### The Basics of LangChain

In this notebook we'll explore exactly what LangChain is doing - and implement a straightforward example that lets us ask questions of a document!

First things first, let's get our dependencies all set!

In [1]:
pip install openai langchain -q

Note: you may need to restart the kernel to use updated packages.


You'll need to have an OpenAI API key for this next part - see [this](https://www.onmsft.com/how-to/how-to-get-an-openai-api-key/) if you haven't already set one up!

In [2]:
import os
from dotenv import load_dotenv

load_dotenv()

openai_api_key = os.getenv("OPENAI_API_KEY")
os.environ["OPENAI_API_KEY"] = openai_api_key

#### Helper Functions (run this cell)

In [3]:
from IPython.display import display, Markdown

def disp_markdown(text: str) -> None:
  display(Markdown(text))

### Our First LangChain ChatModel



---


<div class="warn">Note: Information on OpenAI's <a href=https://openai.com/pricing>pricing</a> and <a href=https://openai.com/policies/usage-policies>usage policies.</a></div>



---



Now that we're set-up with OpenAI's API - we can begin making our first ChatModel!

There's a few important things to consider when we're using LangChain's ChatModel that are outlined [here](https://python.langchain.com/en/latest/modules/models/chat.html)

Let's begin by initializing the model with OpenAI's `gpt-3.5-turbo` (ChatGPT) model.

We're not going to be leveraging the [streaming](https://python.langchain.com/en/latest/modules/models/chat/examples/streaming.html) capabilities in this Notebook - just the basics to get us started!

In [5]:
from langchain_openai import ChatOpenAI
from langchain.schema import HumanMessage

chat_model = ChatOpenAI(model_name="gpt-3.5-turbo")

If we look at the [Chat completions](https://platform.openai.com/docs/guides/chat) documentation for OpenAI's chat models - we'll see that there are a few specific fields we'll need to concern ourselves with:

`role`
- This refers to one of three "roles" that interact with the model in specific ways.
- The `system` role is an optional role that can be used to guide the model toward a specific task. Examples of `system` messages might be:
  - You are an expert in Python, please answer questions as though we were in a peer coding session.
  - You are the world's leading expert in stamps.

  These messages help us "prime" the model to be more aligned with our desired task!

- The `user` role represents, well, the user!
- The `assistant` role lets us act in the place of the model's outputs.
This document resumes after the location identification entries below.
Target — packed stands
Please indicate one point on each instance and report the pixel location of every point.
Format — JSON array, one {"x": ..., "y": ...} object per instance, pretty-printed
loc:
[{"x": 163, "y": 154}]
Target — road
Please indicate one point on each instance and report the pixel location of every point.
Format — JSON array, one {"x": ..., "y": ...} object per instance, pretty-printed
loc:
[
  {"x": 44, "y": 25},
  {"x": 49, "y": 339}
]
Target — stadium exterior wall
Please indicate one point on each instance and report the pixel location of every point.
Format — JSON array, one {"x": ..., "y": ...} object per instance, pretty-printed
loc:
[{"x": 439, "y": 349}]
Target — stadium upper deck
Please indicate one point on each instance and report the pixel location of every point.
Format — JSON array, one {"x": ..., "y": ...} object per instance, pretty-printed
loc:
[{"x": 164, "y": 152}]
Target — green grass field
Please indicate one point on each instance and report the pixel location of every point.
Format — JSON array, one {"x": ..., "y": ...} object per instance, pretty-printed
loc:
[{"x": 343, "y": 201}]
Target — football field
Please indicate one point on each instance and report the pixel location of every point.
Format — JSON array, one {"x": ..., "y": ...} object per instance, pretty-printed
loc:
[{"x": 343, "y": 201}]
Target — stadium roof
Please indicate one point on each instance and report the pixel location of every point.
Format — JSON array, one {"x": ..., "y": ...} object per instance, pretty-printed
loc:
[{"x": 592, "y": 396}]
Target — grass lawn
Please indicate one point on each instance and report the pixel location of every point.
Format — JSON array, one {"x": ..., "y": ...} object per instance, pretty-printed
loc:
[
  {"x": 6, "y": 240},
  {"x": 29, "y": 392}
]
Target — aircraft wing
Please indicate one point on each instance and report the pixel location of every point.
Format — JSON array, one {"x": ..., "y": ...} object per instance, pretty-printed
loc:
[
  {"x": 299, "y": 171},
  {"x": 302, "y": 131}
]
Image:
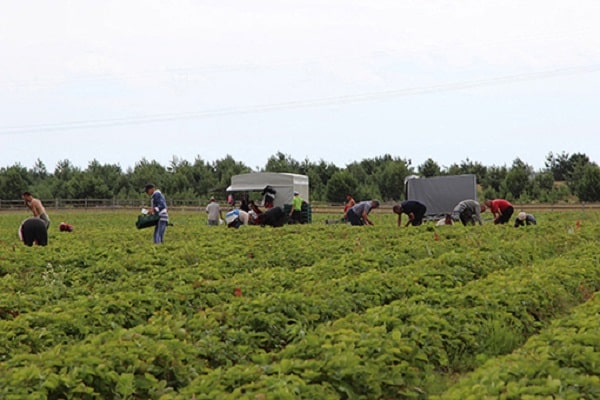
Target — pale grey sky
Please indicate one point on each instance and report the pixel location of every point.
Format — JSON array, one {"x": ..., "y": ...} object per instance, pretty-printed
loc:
[{"x": 337, "y": 80}]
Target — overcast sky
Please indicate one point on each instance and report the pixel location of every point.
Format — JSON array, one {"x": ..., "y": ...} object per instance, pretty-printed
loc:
[{"x": 332, "y": 80}]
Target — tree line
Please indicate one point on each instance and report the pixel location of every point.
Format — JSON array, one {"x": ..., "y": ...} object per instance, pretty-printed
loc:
[{"x": 565, "y": 178}]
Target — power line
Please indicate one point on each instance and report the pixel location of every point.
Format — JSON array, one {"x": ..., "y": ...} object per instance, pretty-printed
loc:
[{"x": 298, "y": 104}]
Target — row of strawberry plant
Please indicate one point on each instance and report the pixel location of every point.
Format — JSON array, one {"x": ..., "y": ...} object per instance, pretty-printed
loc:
[
  {"x": 266, "y": 321},
  {"x": 563, "y": 362},
  {"x": 392, "y": 350},
  {"x": 408, "y": 348}
]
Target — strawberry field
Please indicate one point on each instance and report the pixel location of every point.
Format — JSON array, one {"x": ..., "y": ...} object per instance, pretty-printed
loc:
[{"x": 301, "y": 312}]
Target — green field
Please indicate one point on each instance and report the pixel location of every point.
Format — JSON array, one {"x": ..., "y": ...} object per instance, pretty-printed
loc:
[{"x": 300, "y": 312}]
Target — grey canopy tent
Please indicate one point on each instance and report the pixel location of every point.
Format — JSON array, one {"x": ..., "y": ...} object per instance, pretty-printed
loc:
[
  {"x": 285, "y": 185},
  {"x": 441, "y": 193}
]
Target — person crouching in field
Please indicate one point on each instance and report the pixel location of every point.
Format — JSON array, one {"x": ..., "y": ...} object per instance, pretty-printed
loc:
[
  {"x": 158, "y": 204},
  {"x": 524, "y": 219},
  {"x": 274, "y": 217},
  {"x": 414, "y": 209},
  {"x": 359, "y": 213},
  {"x": 33, "y": 231},
  {"x": 213, "y": 211},
  {"x": 447, "y": 220},
  {"x": 468, "y": 212},
  {"x": 501, "y": 209}
]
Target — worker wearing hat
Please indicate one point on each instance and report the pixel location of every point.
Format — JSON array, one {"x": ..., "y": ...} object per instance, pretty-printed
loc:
[{"x": 296, "y": 209}]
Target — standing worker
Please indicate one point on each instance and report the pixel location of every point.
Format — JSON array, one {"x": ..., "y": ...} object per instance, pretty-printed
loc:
[
  {"x": 468, "y": 212},
  {"x": 214, "y": 212},
  {"x": 36, "y": 206},
  {"x": 414, "y": 209},
  {"x": 502, "y": 210},
  {"x": 158, "y": 204},
  {"x": 359, "y": 213},
  {"x": 350, "y": 202},
  {"x": 296, "y": 209}
]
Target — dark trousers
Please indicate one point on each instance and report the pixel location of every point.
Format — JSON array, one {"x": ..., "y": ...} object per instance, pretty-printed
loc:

We can (and will) leverage this for some few-shot prompt engineering!

Each of these roles has a class in LangChain to make it nice and easy for us to use!

Let's look at an example.

In [7]:
from langchain.schema import (
    AIMessage,
    HumanMessage,
    SystemMessage
)

# The SystemMessage is associated with the system role, setting the scene for an Astronomy context
system_message = SystemMessage(content="You are an astronomer at a space observatory.")

# The HumanMessage is associated with the user role, asking a question related to Astronomy
user_message = HumanMessage(content="Can you explain the significance of the Hubble Deep Field?")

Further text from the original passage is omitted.